March 25, 2018—Groups dependent upon the extensive inland waterway system of the United States are celebrating their good fortune, in the wake of the Congress’s latest appropriations bill. For example, the Waterways Council, in a March 22 release, exulted at the fact that funding for the Army Corps of Engineers’ Civil Works division will be at the record level of $6.83 billion for FY18. The budget level will allow the Corps to go ahead with desperately needed construction, operations, and maintenance at the dams, harbors, and waterways for which it has responsibility.

The problem is, according to the Army Corps itself, the minimum budget required for bringing the nation’s levees, dams, and ports up to a workable, safe condition is $162 billion dollars for 10 years—or $10 billion a year more than this year’s allocation.
It is insane, of course, that something as important as the navigation system of the nation (on which huge amounts of vital raw materials travel for export and internal use) depends upon yearly Congressional appropriations, rather than a capital budget, or other long-term funding.
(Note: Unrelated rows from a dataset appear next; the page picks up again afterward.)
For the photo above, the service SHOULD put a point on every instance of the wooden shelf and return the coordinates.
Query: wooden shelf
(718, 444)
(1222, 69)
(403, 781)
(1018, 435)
Equally ridiculous is that the country is seeking to repair infrastructure that is often 70 years old, rather than build for the future with modern technology.
Take a look at the system of levees, locks, and dams in the Mississippi River Basin, for example, which was recently the subject of a major article in the Washington Post. Nearly 30 locks and dams struggle to control the river in its upper area, above where the Ohio River joins it at Cairo, Illinois. These locks and dams are intended to facilitate barge traffic; barges move 300 million tons of goods a year down the Mississippi, and are much more efficient as a means of transport than trucks or rail.
The problems are that: 1) the locks are old and often break, including on feeder rivers such as the Ohio, thus holding up traffic for days or weeks; 2) the locks are too short for modern barge lengths, and thus barges have to waste time breaking down, and being put back together to get through; and 3) the full system of river control that was conceived in the 1930s and 40s, when the Lower Mississippi network of levees, locks, and dams was put into effect, was never completed in the Upper Mississippi. This includes the Pick-Sloan Plan for the Missouri River Basin, which was only partially completed.
The final problem is the abandonment of the American System approach toward controlling nature for the benefit of civilization, in favor of a so-called “sustainable” approach which increasingly seeks to let “Mother Nature” do her thing without interference. The Army Corps has now been mandated to return various areas to wetlands, remove dams, and let rivers run wild. The cited Washington Post article reflected that view by quoting one professor on the question of controlling deadly flooding along the Mississippi: “It’s like fighting the moon,” hydrogeologist Robert Criss said; “it’s stupid to fight.”